What do your workers want to hear about workplace noise? Here are some key FAQs from NIOSH about hearing protection.

Why It Matters...
  • Noise above 90 decibels can damage some of the structures in the ear, resulting in hearing loss.
  • Approximately 30 million American workers are exposed to high noise levels on the job.
  • There is no cure for hearing loss--once a worker suffers a hearing loss, it's irreversible (although a hearing aid might provide some relief).

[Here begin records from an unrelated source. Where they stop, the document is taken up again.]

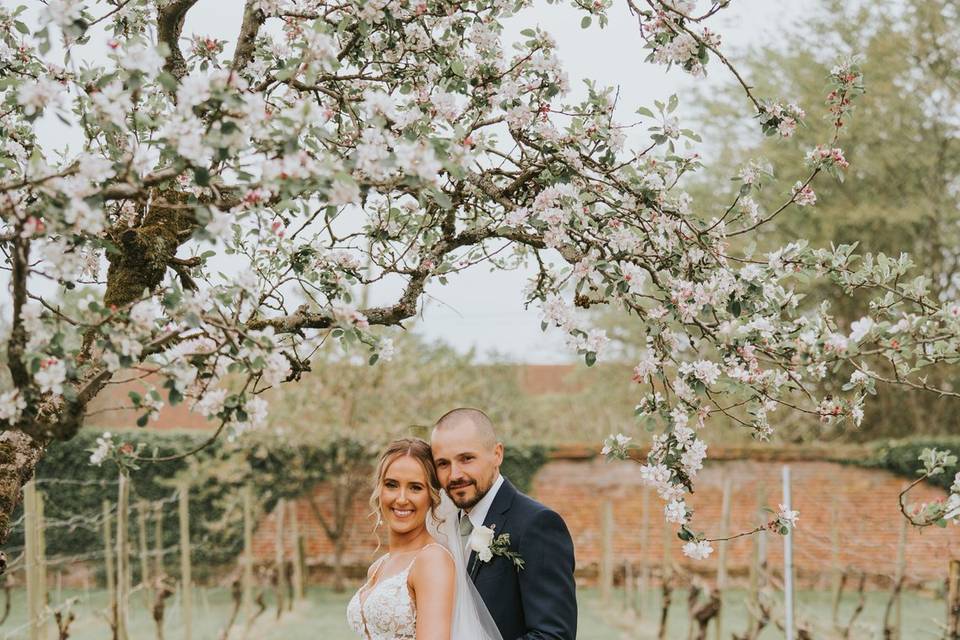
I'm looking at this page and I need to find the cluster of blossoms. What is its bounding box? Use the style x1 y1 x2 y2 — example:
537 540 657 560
757 102 807 138
641 0 720 77
826 58 864 130
900 449 960 527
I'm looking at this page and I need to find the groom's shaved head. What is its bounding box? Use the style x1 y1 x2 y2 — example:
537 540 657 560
431 408 503 511
433 407 497 449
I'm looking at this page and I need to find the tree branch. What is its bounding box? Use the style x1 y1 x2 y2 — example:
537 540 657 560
157 0 197 80
230 0 267 72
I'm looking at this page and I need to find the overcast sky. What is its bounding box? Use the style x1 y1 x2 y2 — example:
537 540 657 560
22 0 814 363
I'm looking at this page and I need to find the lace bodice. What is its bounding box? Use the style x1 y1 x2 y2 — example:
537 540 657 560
347 554 417 640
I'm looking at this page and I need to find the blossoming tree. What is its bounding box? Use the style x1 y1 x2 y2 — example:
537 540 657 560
0 0 960 556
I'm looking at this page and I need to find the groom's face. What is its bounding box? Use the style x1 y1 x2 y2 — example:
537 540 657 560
431 424 503 510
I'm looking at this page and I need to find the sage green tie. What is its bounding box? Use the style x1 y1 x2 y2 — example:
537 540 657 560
460 513 473 571
460 513 473 542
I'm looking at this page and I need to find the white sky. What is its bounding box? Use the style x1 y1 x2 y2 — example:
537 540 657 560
20 0 815 363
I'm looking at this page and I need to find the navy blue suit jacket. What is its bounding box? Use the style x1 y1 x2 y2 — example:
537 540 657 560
468 478 577 640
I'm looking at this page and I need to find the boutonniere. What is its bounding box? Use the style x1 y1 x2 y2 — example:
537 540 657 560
467 527 523 571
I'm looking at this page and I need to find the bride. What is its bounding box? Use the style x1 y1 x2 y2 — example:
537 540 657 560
347 438 503 640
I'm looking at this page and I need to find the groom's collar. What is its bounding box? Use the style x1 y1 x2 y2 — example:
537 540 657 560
467 473 505 529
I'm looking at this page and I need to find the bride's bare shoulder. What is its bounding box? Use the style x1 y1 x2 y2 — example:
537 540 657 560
411 542 456 579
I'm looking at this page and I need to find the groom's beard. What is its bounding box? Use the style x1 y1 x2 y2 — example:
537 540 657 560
446 480 490 511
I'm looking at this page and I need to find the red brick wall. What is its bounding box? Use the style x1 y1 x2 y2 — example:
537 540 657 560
255 457 960 586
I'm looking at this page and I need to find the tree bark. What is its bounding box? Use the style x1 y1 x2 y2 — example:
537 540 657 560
333 536 346 593
0 431 45 556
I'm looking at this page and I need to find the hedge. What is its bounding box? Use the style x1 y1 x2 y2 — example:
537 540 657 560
849 436 960 490
4 429 549 579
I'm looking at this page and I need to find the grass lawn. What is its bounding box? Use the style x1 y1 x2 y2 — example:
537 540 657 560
0 588 945 640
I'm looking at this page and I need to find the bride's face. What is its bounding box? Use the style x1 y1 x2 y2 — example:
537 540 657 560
380 456 431 533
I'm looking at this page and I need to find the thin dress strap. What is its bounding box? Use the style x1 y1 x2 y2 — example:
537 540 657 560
359 553 390 640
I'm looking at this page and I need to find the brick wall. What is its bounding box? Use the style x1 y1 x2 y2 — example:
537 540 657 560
255 449 960 586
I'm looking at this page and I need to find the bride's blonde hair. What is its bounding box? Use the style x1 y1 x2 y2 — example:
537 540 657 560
370 438 440 549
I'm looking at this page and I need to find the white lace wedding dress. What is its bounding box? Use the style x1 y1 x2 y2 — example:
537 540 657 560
347 547 418 640
347 494 503 640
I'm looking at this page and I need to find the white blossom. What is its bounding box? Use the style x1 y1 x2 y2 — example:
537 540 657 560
683 540 713 560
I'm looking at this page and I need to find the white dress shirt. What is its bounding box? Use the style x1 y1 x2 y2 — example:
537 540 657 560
467 473 503 529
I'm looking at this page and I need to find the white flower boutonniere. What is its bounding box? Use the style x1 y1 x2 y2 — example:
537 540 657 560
467 527 523 570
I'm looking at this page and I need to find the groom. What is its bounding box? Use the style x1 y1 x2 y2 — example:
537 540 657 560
431 409 577 640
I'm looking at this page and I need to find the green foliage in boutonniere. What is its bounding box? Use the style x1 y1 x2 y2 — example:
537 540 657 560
490 533 523 571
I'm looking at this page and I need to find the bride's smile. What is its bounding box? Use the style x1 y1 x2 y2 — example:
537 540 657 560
380 456 432 535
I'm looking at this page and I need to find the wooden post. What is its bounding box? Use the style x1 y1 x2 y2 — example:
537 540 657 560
947 560 960 640
637 485 650 618
783 465 796 640
241 484 253 620
714 472 733 640
153 504 166 589
830 493 843 630
23 480 43 640
660 508 675 582
893 518 910 640
290 500 303 602
747 480 767 637
137 500 153 611
117 473 130 640
180 480 193 640
103 500 117 627
273 498 286 618
600 500 613 607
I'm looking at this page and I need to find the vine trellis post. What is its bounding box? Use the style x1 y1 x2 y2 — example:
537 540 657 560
23 480 47 640
180 480 193 640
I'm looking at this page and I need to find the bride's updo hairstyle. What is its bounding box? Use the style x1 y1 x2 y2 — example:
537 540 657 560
370 438 440 537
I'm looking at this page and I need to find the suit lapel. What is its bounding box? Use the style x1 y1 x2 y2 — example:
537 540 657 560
467 476 517 581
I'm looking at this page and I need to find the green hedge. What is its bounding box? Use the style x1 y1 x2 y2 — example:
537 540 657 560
850 436 960 490
4 429 549 579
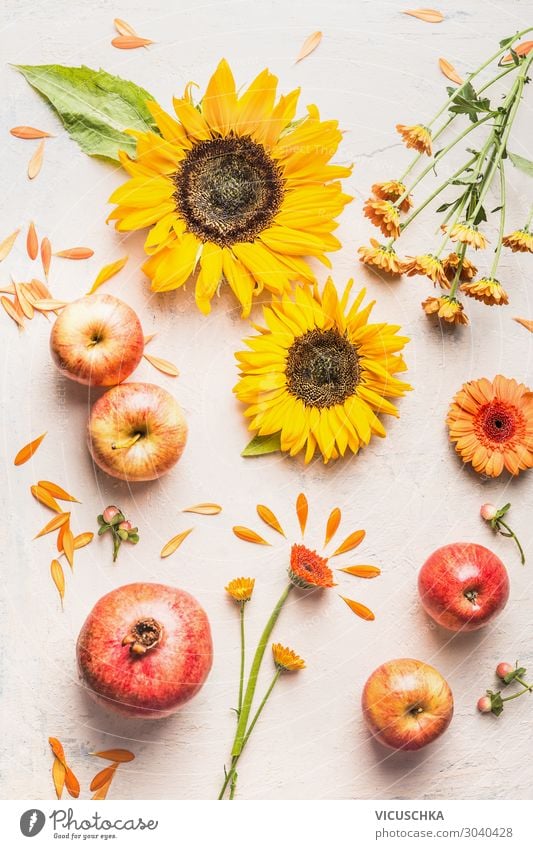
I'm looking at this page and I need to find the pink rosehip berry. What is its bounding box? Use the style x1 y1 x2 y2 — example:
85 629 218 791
496 663 514 681
477 696 492 713
102 504 120 525
479 504 498 522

This information can help you answer employees' questions about noise and hearing conservation:

  • How long can an employee be in a loud environment before it becomes hazardous? The degree of hearing hazard is related to both the level of the noise and the duration of the exposure. But this question is like asking how long can people look at the sun without damaging their eyes. The safest thing to do is to always protect your ears by wearing hearing protectors anytime you are around loud noise.
  • How can a worker tell if a noise situation is too loud? There are two rules: First, if you have to raise your voice to talk to someone who is an arm's length away, the noise is likely to be hazardous. Second, if your ears are ringing or sounds seem dull or flat after leaving a noisy place, you probably were exposed to hazardous noise.
  • Couldn't hearing protection block out warning sounds, such as backup beeps? Using hearing protectors will bring both the noise and the warning sound down equally. So if the warning sound is audible without the hearing protector, it will usually be audible when wearing the hearing protector. For the unusual situations where this is not the case, the solution may be as simple as using a different hearing protector.
  • If an employee already has hearing loss is there any point to wearing hearing protection? If you have hearing loss, it's important to protect the hearing that you have left. Loud noises can continue to damage your hearing making it even more difficult to communicate at work and with your family and friends.
  • How often should hearing be tested? Anyone regularly exposed to hazardous noise should have an annual hearing test. Also, if you notice a change in hearing or develop ringing in the ears, you should have your hearing checked. People who have healthy ears and who are not exposed to hazardous noise should get a hearing test every 3 years.

What are the signs of hearing loss? Provide employees with this checklist from NIH so that they can use it to evaluate their own hearing health:

  • Do you have a problem hearing on the telephone?
  • Do you have trouble following a conversation when two or more people are talking at the same time?
  • Do people complain that you turn the TV, radio, or stereo volume up too high?
  • Do you have to strain to understand conversation?
  • Do you have trouble hearing when there's a lot of noise in the background?
  • Do you find yourself asking others to repeat themselves?
  • Do many people seem to mumble or not speak clearly?
  • Do you misunderstand what others are saying and respond inappropriately?
  • Do you have trouble understanding the speech of women and children?
  • Do people get annoyed because you misunderstand what they say?

NIH says that employees who answer "yes" to three or more of these questions should talk to their doctor about getting a hearing evaluation.